Thanks for the log. The error in the log is:
"The SAML message InResponseTo _7787eaf8-66ea-44e1-9211-5f1e6af2a31d doesn't match the expected InResponseTo _73a93cfc-02d4-4ded-80ae-ca57c0487f19."
When a SAML response is received from the IdP, we check the InResponseTo field against the ID field of the SAML authn request that had been sent to the IdP. This ties the SAML response to the authn request.
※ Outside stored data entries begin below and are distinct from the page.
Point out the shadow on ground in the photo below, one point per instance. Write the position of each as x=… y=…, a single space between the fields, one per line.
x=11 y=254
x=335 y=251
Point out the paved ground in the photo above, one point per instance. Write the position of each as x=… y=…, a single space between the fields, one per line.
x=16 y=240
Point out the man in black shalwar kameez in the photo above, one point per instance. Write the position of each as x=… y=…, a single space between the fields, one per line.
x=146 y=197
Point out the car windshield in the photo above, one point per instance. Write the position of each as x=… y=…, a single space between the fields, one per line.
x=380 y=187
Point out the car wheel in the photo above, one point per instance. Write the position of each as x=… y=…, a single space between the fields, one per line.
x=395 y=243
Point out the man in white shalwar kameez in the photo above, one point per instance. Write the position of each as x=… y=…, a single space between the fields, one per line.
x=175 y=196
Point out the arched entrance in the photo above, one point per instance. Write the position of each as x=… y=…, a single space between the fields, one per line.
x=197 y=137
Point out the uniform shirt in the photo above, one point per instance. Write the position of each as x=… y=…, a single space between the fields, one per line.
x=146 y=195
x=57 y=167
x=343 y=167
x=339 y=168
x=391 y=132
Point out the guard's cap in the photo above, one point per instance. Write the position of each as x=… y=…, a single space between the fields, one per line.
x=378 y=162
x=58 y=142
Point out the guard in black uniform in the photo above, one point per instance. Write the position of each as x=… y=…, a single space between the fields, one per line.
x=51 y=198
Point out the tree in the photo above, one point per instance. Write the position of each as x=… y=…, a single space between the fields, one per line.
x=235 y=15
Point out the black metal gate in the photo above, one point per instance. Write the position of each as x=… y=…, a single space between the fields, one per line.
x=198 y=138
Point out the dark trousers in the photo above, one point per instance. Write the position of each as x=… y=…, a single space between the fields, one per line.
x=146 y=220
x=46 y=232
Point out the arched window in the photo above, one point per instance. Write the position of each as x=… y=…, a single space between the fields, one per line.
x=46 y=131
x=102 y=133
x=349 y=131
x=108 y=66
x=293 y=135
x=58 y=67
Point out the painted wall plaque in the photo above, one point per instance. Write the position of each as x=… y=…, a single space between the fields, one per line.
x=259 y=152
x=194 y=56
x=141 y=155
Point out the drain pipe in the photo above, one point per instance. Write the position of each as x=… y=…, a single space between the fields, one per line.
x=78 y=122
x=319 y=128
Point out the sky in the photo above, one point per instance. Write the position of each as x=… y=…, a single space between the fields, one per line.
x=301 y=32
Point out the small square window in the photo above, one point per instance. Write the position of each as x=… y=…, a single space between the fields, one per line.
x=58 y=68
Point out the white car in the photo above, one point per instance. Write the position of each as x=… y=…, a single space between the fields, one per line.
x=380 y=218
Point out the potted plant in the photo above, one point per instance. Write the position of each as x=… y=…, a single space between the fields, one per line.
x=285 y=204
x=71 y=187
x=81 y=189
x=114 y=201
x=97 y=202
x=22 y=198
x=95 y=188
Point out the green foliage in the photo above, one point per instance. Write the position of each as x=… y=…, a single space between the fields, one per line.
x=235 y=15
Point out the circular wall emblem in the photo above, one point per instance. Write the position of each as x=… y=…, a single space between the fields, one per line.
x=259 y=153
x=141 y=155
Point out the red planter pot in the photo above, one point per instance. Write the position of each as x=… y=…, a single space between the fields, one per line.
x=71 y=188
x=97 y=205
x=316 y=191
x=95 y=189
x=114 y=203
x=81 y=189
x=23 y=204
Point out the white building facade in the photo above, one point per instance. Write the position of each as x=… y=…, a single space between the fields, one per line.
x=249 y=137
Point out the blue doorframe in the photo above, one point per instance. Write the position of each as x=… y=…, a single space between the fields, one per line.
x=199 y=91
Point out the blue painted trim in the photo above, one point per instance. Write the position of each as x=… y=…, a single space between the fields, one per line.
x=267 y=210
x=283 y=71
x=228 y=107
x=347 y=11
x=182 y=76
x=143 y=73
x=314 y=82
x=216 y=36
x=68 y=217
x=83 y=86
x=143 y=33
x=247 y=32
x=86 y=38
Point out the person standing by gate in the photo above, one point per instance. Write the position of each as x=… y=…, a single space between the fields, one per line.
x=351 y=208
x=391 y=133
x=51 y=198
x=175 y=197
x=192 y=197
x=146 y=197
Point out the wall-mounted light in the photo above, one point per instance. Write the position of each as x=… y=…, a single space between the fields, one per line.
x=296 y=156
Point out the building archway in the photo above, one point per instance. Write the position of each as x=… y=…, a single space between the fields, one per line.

If the two don't match, we throw the exception you're seeing.
One scenario that can lead to this is if SAMLServiceProvider.InitiateSSO is called again before the call to SAMLServiceProvider.ReceiveSSO. The flow is as follows:
1. Call SAMLServiceProvider.InitiateSSO to create and send SAML authn request #1 to the IdP. Expecting a response to #1.
2. Call SAMLServiceProvider.InitiateSSO to create and send SAML authn request #2 to the IdP. Now expecting a response to #2.
3. IdP sends a SAML response to request #1.
4. Call SAMLServiceProvider.ReceiveSSO to receive and process the SAML response.
5. The InResponseTo is #1 but expecting a response to #2 so throw an exception.
One way to avoid this is to call SAMLServiceProvider.IsSSOCompletionPending() to check if an SSO completion is already pending. If this method returns true, don't call SAMLServiceProvider.InitiateSSO again.
Alternatively, the application could keep track of the state of the button or link that's clicked to initiate SSO and disable it if it's already been clicked.